Cleanaway cleaned up (but looks better over the long-term)
Slowing organic revenue growth and a cautionary outlook statement from Cleanaway (CWY) has garnered the market’s attention today. Organic revenue growth slowed from $90m in 1H19m, to $35m in the second half, and total revenue growth actually fell by $20m half-on-half.
A lesser number of working days has played a part, but generally, activity levels (ie volumes) have also clearly impacted. We’ll likely see the market debate the economic sensitivity of the business in the coming days as a consequence.
The softer revenue result didn’t manifest in weaker margins though. In fact, all three segments reported sequentially higher EBIT and EBITDA margins, which suggests to us the integration synergies from the prior TOX (Tox Free Solutions) acquisition are coming through as planned.
The evolution of the China National Sword policy and the impacts it has on the pricing of recyclable commodities continues to be felt. It impacted CWY to the tune of $5-6m EBITDA in FY19, and is likely to be a similar impost again due to the time lag in which higher sorting costs can be passed through to Municipal and Commercial customers.
Don't overlook the longer-term trajectory
Invariably on days like today, when a well-owned, well-liked and to be fair, a well-priced stock misses expectations, as a shareholder, you’re likely to feel some immediate pain. At the time of writing, Cleanaway stock Is down ~12%.
But what can often be overlooked in the hours following a results release is the medium to longer-term trajectory of the business, which is the horizon we invest over.
It was interesting to see the updated LTI incentives (rolling 3yr targets) for key management personnel (kmp) in today’s release. Incentive structures are something we’re constantly analysing across our investee companies at EGG, as it can provide meaningful insight as to how board and management foresee the year(s) ahead.
Compared to FY18, there is no change to the structure of the FY19 LTI (50% TSR relative, 25% ROIC, 25% EPS), but the hurdle rates for both ROIC and EPS have been set higher: 75-100bps higher on the ROIC target and ~5.5% on the EPS component. For the rights to fully invest, CWY must: 1) outperform their peer group from share price performance perspective; 2) deliver 7.5% NPAT return on invest capital; and 3) deliver > 18% EPS cagr over FY19 - FY21 (Interestingly, CWY has delivered an EPS cagr of ~18% over the last four years).
At the very least, this suggests to us that board and management foresee little change in the medium to long-term earnings potential for the business, despite today’s tone.
The next 12 months
The softer guide (which we read as 2-3% lower at EBTIDA cf where the market was sitting) will cloud in the very near term, but CWY is on track to deliver low double-digit EPS growth in FY20 regardless.

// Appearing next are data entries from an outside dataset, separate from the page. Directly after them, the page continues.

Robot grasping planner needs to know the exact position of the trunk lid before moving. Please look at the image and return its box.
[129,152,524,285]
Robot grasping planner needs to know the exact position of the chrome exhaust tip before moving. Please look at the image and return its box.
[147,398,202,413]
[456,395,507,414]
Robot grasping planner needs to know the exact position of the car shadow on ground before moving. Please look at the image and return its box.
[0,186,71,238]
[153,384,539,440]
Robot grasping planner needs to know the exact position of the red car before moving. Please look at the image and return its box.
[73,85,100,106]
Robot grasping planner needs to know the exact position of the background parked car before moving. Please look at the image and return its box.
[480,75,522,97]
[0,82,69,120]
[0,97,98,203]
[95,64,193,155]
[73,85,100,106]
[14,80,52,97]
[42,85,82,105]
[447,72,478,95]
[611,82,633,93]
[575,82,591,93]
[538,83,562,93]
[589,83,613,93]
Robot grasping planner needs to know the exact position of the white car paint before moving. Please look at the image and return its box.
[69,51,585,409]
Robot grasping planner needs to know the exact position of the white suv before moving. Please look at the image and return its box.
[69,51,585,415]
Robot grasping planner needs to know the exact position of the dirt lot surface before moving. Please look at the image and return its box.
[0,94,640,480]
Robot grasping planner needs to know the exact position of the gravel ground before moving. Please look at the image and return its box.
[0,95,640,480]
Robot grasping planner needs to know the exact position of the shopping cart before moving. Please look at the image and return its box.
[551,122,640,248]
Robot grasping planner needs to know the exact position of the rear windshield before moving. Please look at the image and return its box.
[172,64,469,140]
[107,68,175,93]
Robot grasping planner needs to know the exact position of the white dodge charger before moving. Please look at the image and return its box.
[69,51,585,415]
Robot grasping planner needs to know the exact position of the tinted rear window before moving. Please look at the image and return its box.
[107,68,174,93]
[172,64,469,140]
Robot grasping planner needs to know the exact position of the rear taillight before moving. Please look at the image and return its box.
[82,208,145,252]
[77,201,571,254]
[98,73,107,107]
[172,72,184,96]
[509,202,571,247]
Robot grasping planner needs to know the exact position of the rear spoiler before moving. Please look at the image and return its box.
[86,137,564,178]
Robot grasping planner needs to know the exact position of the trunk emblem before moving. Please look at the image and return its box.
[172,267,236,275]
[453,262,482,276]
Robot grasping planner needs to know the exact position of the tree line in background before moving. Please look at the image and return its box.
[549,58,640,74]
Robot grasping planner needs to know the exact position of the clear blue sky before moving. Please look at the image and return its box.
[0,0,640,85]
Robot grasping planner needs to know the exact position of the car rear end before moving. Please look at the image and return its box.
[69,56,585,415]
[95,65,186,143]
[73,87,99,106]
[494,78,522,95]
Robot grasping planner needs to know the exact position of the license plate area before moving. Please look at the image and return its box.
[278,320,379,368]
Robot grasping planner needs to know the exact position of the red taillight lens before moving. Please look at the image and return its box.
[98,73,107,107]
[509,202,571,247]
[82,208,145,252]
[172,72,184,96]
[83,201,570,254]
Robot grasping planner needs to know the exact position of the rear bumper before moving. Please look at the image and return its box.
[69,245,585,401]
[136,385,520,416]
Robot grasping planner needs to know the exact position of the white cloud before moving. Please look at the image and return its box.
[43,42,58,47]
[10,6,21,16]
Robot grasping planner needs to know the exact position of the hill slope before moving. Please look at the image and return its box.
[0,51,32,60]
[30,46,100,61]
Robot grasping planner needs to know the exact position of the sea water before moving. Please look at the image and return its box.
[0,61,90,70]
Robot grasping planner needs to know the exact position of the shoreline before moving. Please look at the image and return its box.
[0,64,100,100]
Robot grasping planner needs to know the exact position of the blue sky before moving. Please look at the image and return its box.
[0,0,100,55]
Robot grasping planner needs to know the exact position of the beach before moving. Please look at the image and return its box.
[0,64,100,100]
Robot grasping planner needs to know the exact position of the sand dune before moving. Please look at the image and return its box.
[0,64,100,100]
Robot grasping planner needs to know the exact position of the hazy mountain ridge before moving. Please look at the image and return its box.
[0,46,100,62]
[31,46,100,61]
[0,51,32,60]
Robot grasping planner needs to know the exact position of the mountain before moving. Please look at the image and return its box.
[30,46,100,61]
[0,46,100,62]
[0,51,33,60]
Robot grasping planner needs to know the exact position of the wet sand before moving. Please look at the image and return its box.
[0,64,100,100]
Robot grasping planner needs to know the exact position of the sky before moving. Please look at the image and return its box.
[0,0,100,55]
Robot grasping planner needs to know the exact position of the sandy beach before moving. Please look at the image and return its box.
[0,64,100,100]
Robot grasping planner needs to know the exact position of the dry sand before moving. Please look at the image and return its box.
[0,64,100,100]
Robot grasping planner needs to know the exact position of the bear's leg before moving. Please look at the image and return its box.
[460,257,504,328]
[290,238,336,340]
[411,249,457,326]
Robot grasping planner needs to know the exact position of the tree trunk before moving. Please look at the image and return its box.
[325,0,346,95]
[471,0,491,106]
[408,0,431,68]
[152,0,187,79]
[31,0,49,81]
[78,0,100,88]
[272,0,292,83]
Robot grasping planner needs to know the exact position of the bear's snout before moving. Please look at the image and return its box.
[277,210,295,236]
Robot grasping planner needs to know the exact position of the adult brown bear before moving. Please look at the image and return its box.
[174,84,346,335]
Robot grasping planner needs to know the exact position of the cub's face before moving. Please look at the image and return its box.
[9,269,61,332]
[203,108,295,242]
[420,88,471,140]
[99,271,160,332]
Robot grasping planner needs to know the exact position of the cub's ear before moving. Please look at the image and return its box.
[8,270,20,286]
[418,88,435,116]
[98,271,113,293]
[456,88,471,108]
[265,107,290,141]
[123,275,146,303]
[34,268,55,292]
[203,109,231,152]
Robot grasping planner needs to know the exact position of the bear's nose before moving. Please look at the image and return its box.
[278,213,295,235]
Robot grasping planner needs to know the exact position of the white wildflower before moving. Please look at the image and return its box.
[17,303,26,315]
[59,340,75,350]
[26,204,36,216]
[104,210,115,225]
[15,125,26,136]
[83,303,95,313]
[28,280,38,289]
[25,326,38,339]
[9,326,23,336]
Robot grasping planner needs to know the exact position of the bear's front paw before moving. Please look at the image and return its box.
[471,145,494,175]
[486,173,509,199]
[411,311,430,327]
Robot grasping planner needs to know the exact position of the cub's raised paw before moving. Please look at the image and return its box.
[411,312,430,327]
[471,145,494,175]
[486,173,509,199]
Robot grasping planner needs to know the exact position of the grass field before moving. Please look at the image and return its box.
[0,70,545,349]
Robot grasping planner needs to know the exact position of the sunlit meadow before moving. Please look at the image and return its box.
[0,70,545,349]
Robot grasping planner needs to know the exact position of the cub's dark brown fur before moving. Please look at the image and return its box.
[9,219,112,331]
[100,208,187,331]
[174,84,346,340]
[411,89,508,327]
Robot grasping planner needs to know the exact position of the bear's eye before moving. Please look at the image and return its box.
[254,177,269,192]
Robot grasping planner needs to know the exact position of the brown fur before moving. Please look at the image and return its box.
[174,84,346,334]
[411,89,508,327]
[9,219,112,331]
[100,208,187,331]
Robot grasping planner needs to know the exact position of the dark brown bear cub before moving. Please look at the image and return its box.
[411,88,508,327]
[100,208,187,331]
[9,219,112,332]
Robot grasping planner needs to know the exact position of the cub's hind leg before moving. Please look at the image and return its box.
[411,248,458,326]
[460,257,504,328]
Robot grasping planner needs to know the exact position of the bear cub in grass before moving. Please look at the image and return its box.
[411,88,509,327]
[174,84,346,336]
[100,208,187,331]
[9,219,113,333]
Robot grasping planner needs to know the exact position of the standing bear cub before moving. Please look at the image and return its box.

Over the medium to longer-term, margin upside exists across all business segments and the balance sheet, currently 1.4x geared (net debt / EBITDA), provides future optionality to grow. We wouldn’t be surprised to see management use this capacity should opportunities present.
Strategically, being ‘long’ landfill in the Victorian market (SKM recycled waste to be diverted to landfill?) and ‘short’ in the NSW market (where high landfill levies incentive alternative practices like waste-to-energy, with no post-collection earnings to cannibalise) appeals to us.
Enhanced regulation (harmonisation of state-based waste policies) and changes to market structure (e.g. SKM Recycling in Vic) are tailwinds that could manifest over the next 12 months.
But even if they don’t, sustainable waste practices is an enduring thematic that will underpin Cleanaway for many years to come.